According to officials, about 20,000 people in the U.S. are diagnosed with glioblastoma every year.
Doctors at Yale University's Smilow Cancer Center said they see it often and that the first step is surgery.
“The nature of this disease the entire tumor can never be completely removed because there is always an infiltrating component with microscopic spread of cells," said Dr. Jennifer Moliterno, Smilow Cancer Center.
Moliterno said that can make it a difficult tumor to treat.
Officials said Arizona Sen. John McCain already went through surgery. Chemotherapy and radiation are likely the next steps.
There are also clinical trials.
McCain is 80 years old.
The American Cancer Society puts the five year survival rate for patients over the age of 55 at 4 percent.

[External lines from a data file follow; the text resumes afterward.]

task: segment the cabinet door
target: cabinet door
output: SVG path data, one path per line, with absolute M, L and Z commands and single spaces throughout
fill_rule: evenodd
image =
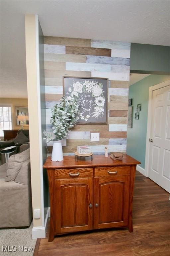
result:
M 92 178 L 55 180 L 56 234 L 92 229 Z
M 127 226 L 129 176 L 95 178 L 94 184 L 94 228 Z

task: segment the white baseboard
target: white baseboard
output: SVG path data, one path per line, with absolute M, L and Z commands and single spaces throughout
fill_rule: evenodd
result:
M 33 227 L 32 229 L 32 238 L 33 239 L 45 238 L 45 230 L 47 227 L 47 221 L 50 216 L 50 207 L 48 208 L 45 219 L 44 227 Z
M 144 176 L 146 176 L 146 177 L 145 169 L 140 166 L 138 164 L 137 164 L 136 165 L 136 170 L 137 171 L 138 171 L 138 172 L 141 173 L 142 174 L 143 174 L 143 175 L 144 175 Z

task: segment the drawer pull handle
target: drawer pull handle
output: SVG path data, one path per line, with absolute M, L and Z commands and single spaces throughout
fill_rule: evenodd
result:
M 108 171 L 108 172 L 109 174 L 114 174 L 117 173 L 118 172 L 117 171 L 116 171 L 116 172 L 110 172 L 110 171 Z
M 71 176 L 71 177 L 77 177 L 80 174 L 79 172 L 78 172 L 77 173 L 69 173 L 69 175 Z

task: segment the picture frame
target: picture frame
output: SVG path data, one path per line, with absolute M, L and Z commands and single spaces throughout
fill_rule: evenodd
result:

"It has a way of changing its mutations and outsmarting chemotherapy and the drugs," Moliterno said, "And then it recurs and it's just kind of a matter of time before it recurs, not when or if it will recur."
Lawmakers on both sides of the aisle have been sending McCain their well wishes and said they know he'll put up a good fight.
"John McCain is a fighter and a friend," said Sen. Richard Blumenthal. "If anyone can beat this cancer he'll do it. A true American hero."
Sen. Chris Murphy called the news heartbreaking.
"I've traveled the world with Sen. John McCain," he said. "I learned a lot from him. First and foremost, there is no one tougher."